近年は運転免許の取得に際しても救急法講習の受講が条件つけられていますが、救急法について最初の一歩を学んだ人達の大半がその後に更に研修機会を増やすことができれば、家族や周辺の人達の緊急事態に対処し、障がいの後遺症発生を未然に防ぎ、かけがえのない生命を救うことが可能になります。
  

このプログラムの企画に際し、各方面への聞き取り調査を消防官、警察官、そして、医療関係者などにも広げて、トレーニングセンターのニーズについての関心などの確認を進めました。 火災や建物崩壊などの事故現場で活躍される消防官、交通事故の発生に現場で傷病者と早くに接する警察官が救急隊の到着までに行う一次救命の措置技術とそこに関わる積極性について質問したものですが、役職の方々を含めて第一線で活躍する関係者からの回答の多くは、救急法を概略理解していても、講習を受けたのは数年前、十数年前のことになると答え、事故の現場で心肺蘇生の措置まで行うことには自信がないとの回答でした。

警察関係者の場合、専門の分野、内容が違うことを考えると、救急隊の到着を待つ・・ といった方法が唯一と思う人達がいる一方、数分数秒でも早く自らの手で必要な傷病者の命を救い、健康を守るための実務レベルの救急法の修得には関心が高い・・と答えられた人達がインタビューやアンケートの中に数多くおりました。

医療関係者については、それぞれが専門性を保有して傷病者などに対応されているところが多く、CPRを行う行動は、日頃から救命センターなど救護医療の措置が必要な部署にある人達を別にし、心肺蘇生の手当を確実に進めるための研修機会が勤務時間に影響しない任意の時間に得られるのであれば参加したい・・との回答もありました。

こうした現状とニーズに対して少しでも役立つものに・・事故や災害の現場で心肺停止になった人達の命を回復する一次救命措置を多くの人達が積極的に進めることのできる技術レベル向上の研修センター設置を考えています。
この研修施設は一般の人達や関係の専門職にある人達の生活が、旧来の平日や昼間勤務のスタイルから休日の勤務や24時間制の勤務など、不規則な時間帯での勤務体制の中にあることも多く、そうした人達にも利用し易い内容のトレーニングセンターの開設と運営を図りたいと考えています。


CPRフリートレーニングセンター365の名称で開設するこの施設は、年間24時間体制で休むことのない運営を図ることにより、平常時はいろいろな人達が心肺蘇生の技術研修に必要な訓練教材を任意の時間帯に利用できることを可能とする施設です。
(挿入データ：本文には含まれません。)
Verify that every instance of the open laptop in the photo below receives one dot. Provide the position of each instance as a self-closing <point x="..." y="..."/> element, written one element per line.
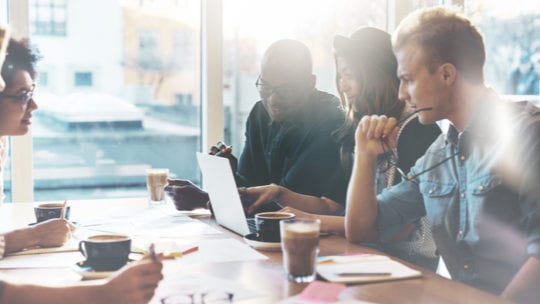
<point x="219" y="183"/>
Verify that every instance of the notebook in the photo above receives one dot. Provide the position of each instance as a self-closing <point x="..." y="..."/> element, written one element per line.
<point x="363" y="268"/>
<point x="219" y="183"/>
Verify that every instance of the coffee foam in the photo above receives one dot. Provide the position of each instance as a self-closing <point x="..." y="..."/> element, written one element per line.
<point x="107" y="238"/>
<point x="51" y="205"/>
<point x="274" y="215"/>
<point x="300" y="230"/>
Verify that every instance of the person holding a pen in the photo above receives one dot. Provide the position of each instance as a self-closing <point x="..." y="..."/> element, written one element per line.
<point x="477" y="184"/>
<point x="135" y="283"/>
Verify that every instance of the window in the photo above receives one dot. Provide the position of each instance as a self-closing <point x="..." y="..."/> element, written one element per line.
<point x="43" y="79"/>
<point x="97" y="143"/>
<point x="183" y="49"/>
<point x="512" y="39"/>
<point x="83" y="79"/>
<point x="49" y="17"/>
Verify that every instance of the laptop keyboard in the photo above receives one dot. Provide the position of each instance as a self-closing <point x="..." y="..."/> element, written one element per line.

この施設は万一の災害発生時には災害対策と関係情報を集発信する拠点として活用できるものとして、センター開設の計画としては、新たに建設される24時間営業のコンビニ施設内に隣接するカタチで実現させたく、防災や市民生活の安全を図ることに理解をもつ企業や行政との連携による実現を望んでいます。
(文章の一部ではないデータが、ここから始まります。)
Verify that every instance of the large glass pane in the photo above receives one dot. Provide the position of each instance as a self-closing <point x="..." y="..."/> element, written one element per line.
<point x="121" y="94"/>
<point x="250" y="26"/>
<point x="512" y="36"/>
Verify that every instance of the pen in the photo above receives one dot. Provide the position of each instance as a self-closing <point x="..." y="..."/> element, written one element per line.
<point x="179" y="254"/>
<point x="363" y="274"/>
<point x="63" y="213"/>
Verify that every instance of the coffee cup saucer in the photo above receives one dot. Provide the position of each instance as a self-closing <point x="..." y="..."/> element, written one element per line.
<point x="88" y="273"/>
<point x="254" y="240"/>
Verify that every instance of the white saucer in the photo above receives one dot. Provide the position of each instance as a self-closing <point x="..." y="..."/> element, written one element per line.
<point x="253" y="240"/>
コンビニの施設に隣接させる方法は、災害の発生時、その企業ネットワークが備えているインターネット活用による商品保管情報、資材供給への速断と輸送面の機動力に優れている点が地域緊急支援に役立つと考えています。 また、こうした施設は地域の人達をはじめとして見知らぬ人達も数多く集まり易い場所であり、日頃から多くの人達のコミュニケーションを生み出せる場所であり、情報の交換等に優れた空間であることを活用させたいと思います。
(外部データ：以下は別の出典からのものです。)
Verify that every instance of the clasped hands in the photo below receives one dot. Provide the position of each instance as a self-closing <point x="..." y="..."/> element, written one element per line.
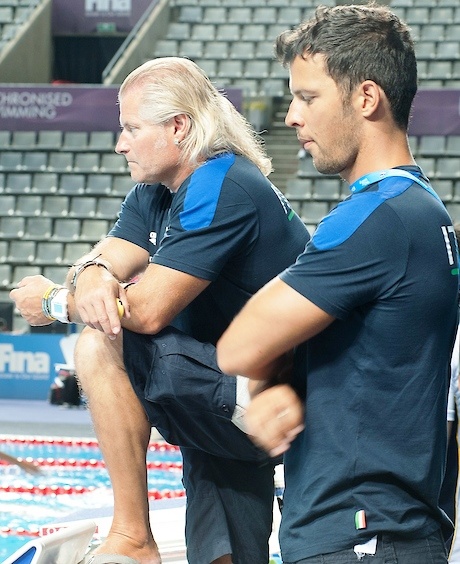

この企画は、災害被災地域への支援活動(現地活動/側面支援/後方支援)を終了しました2000年以降の事業として計画し、開設に向けた調査研究と資金づくりなどが続いています。  新しい時代の防災、福祉、医療の在り方は、従来の専門性や分野の枠にとらわれることのない様々な分野、各種の業界、地域の壁を縦断したネットワークづくりによって、社会のニーズに適応させることが可能です。 このセンター開設と広域への普及は、そうした取り組みのひとつとして多くの理解が得られれば幸いです。